Is the AMA qualified to Promote & Support the Affirmative Model of Genser Care?
While the AMA strongly endorses gender-affirming care it is appropriate to test the Association’s record in ensuring safety and efficacy of medical interventions in which it has been involved
Does the AMA have a flawless record in this context?
The answer is a resounding ‘NO’:
The AMA’s endorsement and marketing of Intravaginal Sling Device (IVS) to treat pelvic dysfunction in women has been referred to as ‘the Worst medical scandal since Thalidomid'.
I reference a couple of news articles that outline the disaster that followed the treatment endorsed and marketed by the AMA.
• https://www.watoday.com.au/national/western-australia/australian-medical-association-president-confirms-ama-was-role-in-pelvic-mesh-scandal-20170822-gy1hzj.html
• https://www1.racgp.org.au/newsgp/clinical/life-after-mesh-one-patient-s-harrowing-experience
More than 100,000 women globally have pursued lawsuits for severe life-altering complications resulting in global settlements in the $billions.

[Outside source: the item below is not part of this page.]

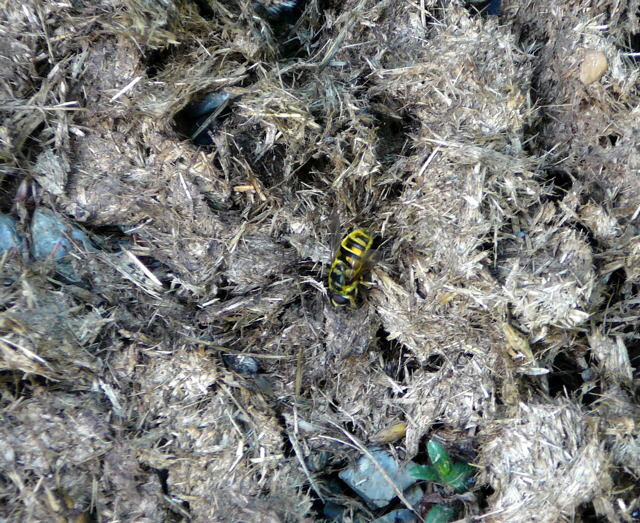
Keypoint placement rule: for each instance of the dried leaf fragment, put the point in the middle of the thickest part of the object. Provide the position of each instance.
(594, 64)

….Given the magnitude of the damage done by the IVS device it would be reasonable to expect that the AMA would, in future, adopt a most cautious approach to endorsing another invasive irreversible and sterilising therapy, particularly one involving children, given the multiple long term post-transition studies that confirm those who ‘transition’ have a greatly elevated suicide rate, lifelong mental health comorbidities and early death.